If not for Cherry Creek Dam, the deaths in the Denver metro area might have numbered in the hundreds. The reservoir rose sixteen feet the night of the flood, but the dam held.
Four days after the flood hit Denver, President Lyndon Johnson declared a disaster area across twenty-seven Colorado counties. Once the emergency passed, city leaders began to set in motion a plan to prevent similar catastrophes in the future. The flood “forced us to look at the Platte River Valley, and challenged us to do something about it,” Mayor Tom Currigan observed.
The first priority was the need to implement the long-delayed proposal for a dam on the southwest edge of the city. The US Army Corps of Engineers began work on Chatfield Dam in 1967 and completed it in 1975. During its construction the South Platte flooded twice, in 1969 and 1973. Neither event approached the sheer fury of the 1965 disaster, but the other floods did underscore the need to take the river seriously.
An equally significant development was the state legislature’s creation of the Urban Drainage and Flood Control District in 1969. An independent agency spanning six counties, the district has become a national model of multijurisdictional coordination of floodplain management.
The 1965 flood also sparked major changes to downtown Denver. In the late 1960s, the Denver Urban Renewal Authority mounted a campaign to convince voters that the Auraria neighborhood was hopelessly blighted, three-fourths of its housing stock “dilapidated or damaged beyond repair,” in part because of the flood. Actually, less than half of the area had been affected by the flood, but many civic leaders were inclined to eradicate as much of the Bottoms as possible and start over. A bond issue to create the Auraria campus narrowly passed, leading to contentious condemnation proceedings and the dispersal of “displaced Aurarians” who still mourn the loss of their neighborhood.
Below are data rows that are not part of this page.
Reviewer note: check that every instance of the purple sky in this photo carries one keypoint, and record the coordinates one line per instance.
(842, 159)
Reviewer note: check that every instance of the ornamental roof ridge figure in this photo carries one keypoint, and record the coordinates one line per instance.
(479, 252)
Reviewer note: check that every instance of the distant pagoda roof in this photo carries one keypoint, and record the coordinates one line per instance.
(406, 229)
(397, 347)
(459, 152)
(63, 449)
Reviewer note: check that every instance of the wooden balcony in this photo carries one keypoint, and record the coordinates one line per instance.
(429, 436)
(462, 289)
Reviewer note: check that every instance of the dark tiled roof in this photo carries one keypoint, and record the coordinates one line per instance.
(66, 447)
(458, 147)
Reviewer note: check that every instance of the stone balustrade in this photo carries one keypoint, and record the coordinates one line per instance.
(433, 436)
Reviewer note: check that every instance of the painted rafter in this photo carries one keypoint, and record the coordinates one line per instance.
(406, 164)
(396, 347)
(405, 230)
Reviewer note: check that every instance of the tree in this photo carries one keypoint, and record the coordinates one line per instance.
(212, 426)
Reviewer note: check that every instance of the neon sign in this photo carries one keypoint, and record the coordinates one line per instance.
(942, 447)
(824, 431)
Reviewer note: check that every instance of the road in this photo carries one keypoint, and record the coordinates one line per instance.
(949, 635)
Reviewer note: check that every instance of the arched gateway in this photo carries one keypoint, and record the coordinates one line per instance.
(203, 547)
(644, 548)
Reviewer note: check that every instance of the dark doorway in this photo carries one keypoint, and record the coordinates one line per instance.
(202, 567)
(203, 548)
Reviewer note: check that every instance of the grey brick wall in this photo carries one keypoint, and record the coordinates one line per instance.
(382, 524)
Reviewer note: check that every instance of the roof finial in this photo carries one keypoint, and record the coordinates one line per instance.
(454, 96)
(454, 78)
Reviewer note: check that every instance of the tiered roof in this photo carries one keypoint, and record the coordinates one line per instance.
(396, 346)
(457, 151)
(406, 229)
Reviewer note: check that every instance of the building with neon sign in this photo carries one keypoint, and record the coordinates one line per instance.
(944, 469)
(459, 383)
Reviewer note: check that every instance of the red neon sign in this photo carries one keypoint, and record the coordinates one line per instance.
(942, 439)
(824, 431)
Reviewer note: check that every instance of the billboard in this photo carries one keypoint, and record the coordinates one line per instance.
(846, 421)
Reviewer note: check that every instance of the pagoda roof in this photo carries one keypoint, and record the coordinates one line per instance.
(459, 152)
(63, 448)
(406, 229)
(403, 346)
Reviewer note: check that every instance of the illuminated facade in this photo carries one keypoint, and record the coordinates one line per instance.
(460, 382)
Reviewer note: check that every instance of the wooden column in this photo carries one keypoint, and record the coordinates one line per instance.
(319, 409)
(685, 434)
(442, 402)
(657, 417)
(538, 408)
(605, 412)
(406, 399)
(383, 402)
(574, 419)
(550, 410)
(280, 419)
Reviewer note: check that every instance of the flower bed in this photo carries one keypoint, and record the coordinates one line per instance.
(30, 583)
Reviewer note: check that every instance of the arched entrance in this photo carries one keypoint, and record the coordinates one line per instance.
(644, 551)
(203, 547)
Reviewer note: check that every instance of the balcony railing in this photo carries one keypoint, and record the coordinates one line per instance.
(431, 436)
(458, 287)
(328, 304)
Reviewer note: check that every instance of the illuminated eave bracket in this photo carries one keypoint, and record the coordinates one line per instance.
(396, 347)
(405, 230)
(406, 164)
Despite numerous studies and proposals, the city’s riverfront remained a grim, inaccessible place for several years after the flood. But in 1974 Denver mayor Bill McNichols asked former state legislator Joe Shoemaker to help raise funds for river improvements. Shoemaker worked closely with the Urban Drainage and Flood Control District on projects designed to improve water quality and flood control while making the river a safer, more attractive place. He started by assembling a bipartisan group of community activists and businesspeople to promote construction of the original Confluence Park and another modest riverfront park in Globeville. The committee evolved into the Greenway Foundation, a nonprofit that would work with foundations, municipalities, state lottery funds, and any other sources available to improve the waterways.
Starting with McNichols, Denver mayors began to see the river as an asset worth cultivating. Federico Peña introduced a Central Platte Valley master plan that consolidated rail lines and removed several viaducts, making the river more accessible and changing the warehouse district into “LoDo,” an area of lofts, restaurants, sports bars, and entertainment venues. Wellington Webb declared 1996 “the Year of the River” and advanced the central greenway by creating Commons and City of Cuernavaca parks. Family attractions, such as the Children’s Museum and Elitch Gardens, suddenly saw the value in locating close to the river —and close to the Pepsi Center and Coors Field.
Along with the creation of Chatfield Dam and the city’s various urban renewal efforts, the Greenway Foundation has become one of the most significant outcomes of the 1965 flood. In addition to overseeing a total of $130 million in clean-up and improvements along the Platte and its tributaries, the group has helped create more than 100 miles of hiking and biking trails connecting more than twenty parks (including ten built on former landfill sites) along the waterways.